The insurance industry hopes a 21,000-square-foot lab in rural South Carolina can help revolutionize the way homes are built and stem the cost of Mother Nature's disasters.
Officials at the Insurance Institute for Business and Home Safety say the wake of destruction left by hurricanes, wildfires and other natural disasters can be greatly reduced with construction choices that cost little extra upfront. They hope research at the facility persuades people to make those choices, ultimately saving lives and money.
In 2012, there were 11 billion-dollar-plus disasters nationwide, according to the National Climatic Data Center. They caused more than $110 billion total in damages and 377 deaths — for the second-costliest year on record, with Sandy alone accounting for $65 billion.
The price tags are not sustainable, yet people continue to build and rebuild without the next disaster in mind, IBHS president Julie Rochman said.
"We cannot continue this cycle of destruction. We've got to learn from the loss of life and the huge amounts of federal spending and private sector spending," she said. "We can break these cycles. We know what to do. It's simply a matter of will to do so."
Since the facility opened in fall 2010, it has simulated hurricane winds, hail storms and wildfire ember showers to scientifically test the effects of different construction and landscaping methods on full-size model homes — and provide the public a visible comparison. The six-story-tall test chamber can generate winds of up to 130 mph and rainfall equal to 8 inches per hour.
Officials hope the Chester County facility drives market changes in construction practices, much as the Insurance Institute for Highway Safety did for vehicles.
On Nov. 12, four Republican congressmen visiting the facility watched a wildfire demonstration and participated in a round-table discussion with industry and fire safety leaders on how to turn the institute's research into common practice.
"These natural disasters seem to be getting bigger.

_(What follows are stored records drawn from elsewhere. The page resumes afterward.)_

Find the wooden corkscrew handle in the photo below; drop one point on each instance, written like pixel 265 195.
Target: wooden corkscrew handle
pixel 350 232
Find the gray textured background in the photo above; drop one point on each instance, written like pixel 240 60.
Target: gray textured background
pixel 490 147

The damage certainly is much larger," said Rep. Bill Shuster, R-Pa., chairman of the House Transportation and Infrastructure Committee, which handles disaster management. "Whether it's Sandy or Katrina, it's important that we're being smarter about how we're building things and the mitigation costs. What we can learn from this type of facility is extremely important."
Some of the lessons cost little to no money. U.S. Rep. Mick Mulvaney, whose district includes the facility, said the wildfire demonstration emphasized the need to clean his gutters of pine straw.
Research has led to three additions in the 2015 International Residential Code — the first update since its opening — all relating to sealing roofs to keep water out, whether from a thunderstorm or a hurricane. The recommendations add less than $500 to a reroofing job, Rochman said.